Desmopressin (DDAVP) is used as a hemostatic agent to prevent and treat bleeding in patients with mild hemophilia patients with von Willebrand's deficiency through stimulating the release of von Willebrand factor from endothelial cells.
Previous studies showed controversial results in terms of reduced transfusion requirements in patients with low risk for bleeding with post cardiopulmonary bypass (CPB) bleeding following prophylactic infusing desmopressin over 10 to 15 minutes after induction of anesthesia or protamine administration due to its positive effects on the coagulation system responsible for such bleeding. Contradictory, prophylactic desmopressin use demonstrated fewer transfusion requirements in patients treated with antiplatelets, which raises the need to examine its efficacy in high-risk cardiac surgery patients for perioperative bleeding. These controversial results might be attributed to delayed administration of desmopressin after evolving CPB-associated thrombocytopenia, platelet dysfunction, coagulation factor consumption and dilution, hyperfibrinolysis, and hypofibrinogenemia [2]
Concerns were raised about the associated transient decreases in systemic vascular resistance and blood pressure after desmopressin administration following discontinuing CPB and administering protamine, which might be related to the rapid infusion rate during the critical surgery stage.

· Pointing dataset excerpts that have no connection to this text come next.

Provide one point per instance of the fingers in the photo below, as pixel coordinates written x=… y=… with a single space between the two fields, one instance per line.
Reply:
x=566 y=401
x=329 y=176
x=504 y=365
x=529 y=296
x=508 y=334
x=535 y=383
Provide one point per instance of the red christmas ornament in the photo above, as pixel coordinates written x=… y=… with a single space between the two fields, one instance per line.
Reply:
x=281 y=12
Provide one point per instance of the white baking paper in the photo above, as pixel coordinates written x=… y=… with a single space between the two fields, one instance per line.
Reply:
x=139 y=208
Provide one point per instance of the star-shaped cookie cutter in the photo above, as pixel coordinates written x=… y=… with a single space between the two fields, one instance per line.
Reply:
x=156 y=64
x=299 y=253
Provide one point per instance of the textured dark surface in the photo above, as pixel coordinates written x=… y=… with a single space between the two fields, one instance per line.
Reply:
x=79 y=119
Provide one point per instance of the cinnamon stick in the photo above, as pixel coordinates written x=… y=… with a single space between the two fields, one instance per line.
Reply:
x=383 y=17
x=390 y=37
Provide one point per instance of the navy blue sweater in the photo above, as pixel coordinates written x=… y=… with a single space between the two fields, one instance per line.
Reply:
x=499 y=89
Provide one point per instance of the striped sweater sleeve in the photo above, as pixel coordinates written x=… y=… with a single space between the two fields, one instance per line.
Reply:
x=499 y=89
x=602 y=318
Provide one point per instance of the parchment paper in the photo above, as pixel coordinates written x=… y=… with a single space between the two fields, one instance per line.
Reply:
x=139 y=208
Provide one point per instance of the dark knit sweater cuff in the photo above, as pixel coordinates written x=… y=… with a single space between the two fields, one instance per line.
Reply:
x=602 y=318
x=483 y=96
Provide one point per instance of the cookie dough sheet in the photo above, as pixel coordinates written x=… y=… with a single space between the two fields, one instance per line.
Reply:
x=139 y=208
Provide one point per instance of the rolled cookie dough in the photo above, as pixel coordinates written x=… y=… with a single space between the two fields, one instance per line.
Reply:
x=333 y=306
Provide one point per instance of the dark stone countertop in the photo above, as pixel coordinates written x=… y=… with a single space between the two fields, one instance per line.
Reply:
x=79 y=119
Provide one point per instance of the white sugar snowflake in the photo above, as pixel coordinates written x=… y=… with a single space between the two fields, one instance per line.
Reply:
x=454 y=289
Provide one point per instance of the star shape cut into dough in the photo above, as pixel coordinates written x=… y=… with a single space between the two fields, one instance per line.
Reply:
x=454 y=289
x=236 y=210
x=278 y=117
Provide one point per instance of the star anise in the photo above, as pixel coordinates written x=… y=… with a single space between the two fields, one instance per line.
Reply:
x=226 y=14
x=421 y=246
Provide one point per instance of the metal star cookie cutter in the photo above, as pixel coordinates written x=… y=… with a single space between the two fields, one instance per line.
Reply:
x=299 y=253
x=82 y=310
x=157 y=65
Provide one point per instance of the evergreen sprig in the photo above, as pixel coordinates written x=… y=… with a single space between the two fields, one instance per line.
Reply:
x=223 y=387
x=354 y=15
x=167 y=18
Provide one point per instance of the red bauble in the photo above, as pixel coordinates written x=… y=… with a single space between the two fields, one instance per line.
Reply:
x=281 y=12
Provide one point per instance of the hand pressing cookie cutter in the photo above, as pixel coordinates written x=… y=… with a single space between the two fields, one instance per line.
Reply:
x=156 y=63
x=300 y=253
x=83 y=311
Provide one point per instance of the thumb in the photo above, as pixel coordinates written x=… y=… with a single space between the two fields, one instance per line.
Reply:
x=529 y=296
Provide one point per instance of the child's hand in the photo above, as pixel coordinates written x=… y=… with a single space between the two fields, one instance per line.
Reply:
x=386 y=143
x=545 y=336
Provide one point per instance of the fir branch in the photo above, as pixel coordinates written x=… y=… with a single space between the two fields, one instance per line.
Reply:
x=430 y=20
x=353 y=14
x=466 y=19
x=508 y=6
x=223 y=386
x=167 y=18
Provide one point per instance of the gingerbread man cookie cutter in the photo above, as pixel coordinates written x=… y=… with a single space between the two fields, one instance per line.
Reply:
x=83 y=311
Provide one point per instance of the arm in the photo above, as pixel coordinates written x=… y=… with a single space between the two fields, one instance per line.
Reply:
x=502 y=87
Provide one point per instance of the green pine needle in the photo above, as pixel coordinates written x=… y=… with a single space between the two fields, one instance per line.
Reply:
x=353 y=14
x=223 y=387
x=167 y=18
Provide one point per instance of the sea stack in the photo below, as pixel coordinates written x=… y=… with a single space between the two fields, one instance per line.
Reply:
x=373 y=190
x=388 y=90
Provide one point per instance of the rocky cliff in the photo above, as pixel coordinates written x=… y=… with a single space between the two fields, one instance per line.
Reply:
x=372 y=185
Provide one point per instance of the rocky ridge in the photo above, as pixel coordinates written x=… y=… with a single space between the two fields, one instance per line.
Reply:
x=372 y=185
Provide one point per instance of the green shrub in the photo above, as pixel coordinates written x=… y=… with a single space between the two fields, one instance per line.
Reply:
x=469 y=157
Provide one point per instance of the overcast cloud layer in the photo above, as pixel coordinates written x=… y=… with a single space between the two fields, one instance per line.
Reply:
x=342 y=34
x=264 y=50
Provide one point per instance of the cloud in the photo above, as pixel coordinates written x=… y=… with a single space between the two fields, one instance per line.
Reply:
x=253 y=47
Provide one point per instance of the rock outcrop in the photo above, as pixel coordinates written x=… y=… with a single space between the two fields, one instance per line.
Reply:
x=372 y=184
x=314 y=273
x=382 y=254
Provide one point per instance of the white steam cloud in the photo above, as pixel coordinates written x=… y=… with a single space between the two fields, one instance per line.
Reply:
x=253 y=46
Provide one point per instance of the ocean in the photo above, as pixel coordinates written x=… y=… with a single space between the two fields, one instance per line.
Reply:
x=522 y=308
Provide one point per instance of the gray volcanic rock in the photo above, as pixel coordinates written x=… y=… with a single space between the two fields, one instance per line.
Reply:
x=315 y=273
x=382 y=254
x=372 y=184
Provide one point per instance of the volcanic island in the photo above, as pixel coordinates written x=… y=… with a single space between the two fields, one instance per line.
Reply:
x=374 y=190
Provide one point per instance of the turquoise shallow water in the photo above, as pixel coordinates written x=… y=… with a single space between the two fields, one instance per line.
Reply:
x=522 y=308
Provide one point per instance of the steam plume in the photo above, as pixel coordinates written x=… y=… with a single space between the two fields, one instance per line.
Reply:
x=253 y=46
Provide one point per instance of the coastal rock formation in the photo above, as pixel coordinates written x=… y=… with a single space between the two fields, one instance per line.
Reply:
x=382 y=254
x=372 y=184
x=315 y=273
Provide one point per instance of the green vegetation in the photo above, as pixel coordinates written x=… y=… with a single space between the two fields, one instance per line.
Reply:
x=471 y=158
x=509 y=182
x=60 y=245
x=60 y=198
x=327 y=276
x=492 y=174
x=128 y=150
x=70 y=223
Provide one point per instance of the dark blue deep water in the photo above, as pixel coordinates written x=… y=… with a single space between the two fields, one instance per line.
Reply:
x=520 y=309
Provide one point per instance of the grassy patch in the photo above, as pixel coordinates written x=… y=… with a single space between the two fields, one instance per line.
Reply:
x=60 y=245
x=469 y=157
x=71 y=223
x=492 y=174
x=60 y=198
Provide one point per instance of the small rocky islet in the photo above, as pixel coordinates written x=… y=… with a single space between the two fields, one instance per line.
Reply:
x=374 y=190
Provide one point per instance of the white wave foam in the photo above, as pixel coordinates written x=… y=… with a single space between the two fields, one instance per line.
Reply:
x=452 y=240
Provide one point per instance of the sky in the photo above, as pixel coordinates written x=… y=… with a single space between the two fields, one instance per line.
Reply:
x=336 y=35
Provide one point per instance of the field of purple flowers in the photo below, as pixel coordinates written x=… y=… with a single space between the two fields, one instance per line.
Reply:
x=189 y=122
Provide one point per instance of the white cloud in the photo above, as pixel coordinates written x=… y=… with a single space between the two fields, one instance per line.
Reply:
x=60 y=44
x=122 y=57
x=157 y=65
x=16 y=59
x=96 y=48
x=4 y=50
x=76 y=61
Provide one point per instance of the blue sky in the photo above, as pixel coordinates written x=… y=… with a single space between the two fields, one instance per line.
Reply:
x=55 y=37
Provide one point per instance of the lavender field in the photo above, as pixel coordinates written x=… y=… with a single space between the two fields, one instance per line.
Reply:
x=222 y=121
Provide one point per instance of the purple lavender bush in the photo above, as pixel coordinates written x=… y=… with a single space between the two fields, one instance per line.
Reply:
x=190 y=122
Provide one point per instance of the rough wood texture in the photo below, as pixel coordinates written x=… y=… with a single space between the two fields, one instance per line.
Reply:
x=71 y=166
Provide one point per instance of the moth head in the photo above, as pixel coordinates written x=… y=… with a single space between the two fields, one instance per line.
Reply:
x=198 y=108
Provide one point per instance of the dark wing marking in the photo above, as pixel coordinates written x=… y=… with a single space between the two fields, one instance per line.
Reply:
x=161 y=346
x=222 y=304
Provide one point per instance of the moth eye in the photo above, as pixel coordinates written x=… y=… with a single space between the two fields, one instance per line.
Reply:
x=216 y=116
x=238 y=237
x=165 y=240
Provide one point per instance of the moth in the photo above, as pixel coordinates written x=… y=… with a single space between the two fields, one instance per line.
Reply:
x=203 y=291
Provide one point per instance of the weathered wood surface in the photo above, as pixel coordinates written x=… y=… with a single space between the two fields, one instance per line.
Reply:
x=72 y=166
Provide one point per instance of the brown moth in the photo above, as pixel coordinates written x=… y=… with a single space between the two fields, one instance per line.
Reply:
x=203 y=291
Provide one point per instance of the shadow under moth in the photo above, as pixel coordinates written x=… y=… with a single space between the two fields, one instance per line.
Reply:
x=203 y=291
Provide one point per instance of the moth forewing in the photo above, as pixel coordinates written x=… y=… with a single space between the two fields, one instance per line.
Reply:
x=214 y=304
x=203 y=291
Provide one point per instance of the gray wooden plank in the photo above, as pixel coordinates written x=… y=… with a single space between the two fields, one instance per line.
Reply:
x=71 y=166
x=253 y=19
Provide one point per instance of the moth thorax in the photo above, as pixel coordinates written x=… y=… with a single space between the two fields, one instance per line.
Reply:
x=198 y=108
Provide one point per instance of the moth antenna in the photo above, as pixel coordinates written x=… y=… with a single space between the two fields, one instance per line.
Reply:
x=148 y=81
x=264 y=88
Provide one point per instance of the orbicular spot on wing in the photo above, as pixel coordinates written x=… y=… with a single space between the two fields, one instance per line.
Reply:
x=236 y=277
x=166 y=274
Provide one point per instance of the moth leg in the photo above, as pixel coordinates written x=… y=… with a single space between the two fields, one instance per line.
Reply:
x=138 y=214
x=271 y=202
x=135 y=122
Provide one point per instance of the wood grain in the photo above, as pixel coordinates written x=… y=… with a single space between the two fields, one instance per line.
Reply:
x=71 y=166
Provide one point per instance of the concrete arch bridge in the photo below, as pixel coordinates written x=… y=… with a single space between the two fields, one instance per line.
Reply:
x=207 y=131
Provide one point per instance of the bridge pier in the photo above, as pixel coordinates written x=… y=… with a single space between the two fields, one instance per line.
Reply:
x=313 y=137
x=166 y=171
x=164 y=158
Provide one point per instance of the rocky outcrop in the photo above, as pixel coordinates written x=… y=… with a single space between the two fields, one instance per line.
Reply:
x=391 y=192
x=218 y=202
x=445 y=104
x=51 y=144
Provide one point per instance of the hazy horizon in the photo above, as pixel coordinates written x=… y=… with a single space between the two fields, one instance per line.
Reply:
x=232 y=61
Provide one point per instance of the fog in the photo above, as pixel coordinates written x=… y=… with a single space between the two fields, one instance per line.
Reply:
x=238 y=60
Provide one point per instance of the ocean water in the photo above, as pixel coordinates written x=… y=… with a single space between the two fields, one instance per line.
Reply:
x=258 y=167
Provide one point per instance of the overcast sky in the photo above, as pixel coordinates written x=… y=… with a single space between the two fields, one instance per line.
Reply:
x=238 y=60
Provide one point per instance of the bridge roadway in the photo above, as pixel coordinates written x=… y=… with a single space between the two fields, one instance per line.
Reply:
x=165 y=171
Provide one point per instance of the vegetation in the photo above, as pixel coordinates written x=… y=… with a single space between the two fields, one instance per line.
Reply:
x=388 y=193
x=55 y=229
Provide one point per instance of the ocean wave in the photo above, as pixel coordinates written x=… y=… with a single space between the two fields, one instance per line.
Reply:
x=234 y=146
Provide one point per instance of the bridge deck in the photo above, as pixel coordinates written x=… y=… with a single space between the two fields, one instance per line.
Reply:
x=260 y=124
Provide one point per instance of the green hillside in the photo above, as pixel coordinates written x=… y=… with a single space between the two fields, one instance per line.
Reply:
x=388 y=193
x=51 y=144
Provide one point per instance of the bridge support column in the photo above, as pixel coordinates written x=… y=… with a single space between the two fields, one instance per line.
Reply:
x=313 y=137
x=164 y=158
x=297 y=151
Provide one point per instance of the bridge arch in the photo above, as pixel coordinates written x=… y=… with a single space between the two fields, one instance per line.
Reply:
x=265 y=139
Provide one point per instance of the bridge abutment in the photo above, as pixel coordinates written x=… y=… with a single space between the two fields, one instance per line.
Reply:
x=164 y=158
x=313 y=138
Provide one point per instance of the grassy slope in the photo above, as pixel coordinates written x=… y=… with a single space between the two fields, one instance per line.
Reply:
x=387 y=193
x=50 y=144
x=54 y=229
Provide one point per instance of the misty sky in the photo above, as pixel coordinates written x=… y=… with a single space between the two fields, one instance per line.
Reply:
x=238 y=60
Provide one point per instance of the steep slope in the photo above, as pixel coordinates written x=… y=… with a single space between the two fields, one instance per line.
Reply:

The cost of a single dose of Desmopressin 0.3 ug/kg for a patient with an average weight of 70 Kg is about 82US$ which is cheaper than the alternative hemostatic agents proved to be effective in reducing bleeding and transfusion needs after cardiac surgery (e.g., fibrinogen concrete (average of 3 g = 1,167US$) and prothrombin complex concentrate (6,255US$ considering low fixed dosfixed-doseof 1040 IU F IX).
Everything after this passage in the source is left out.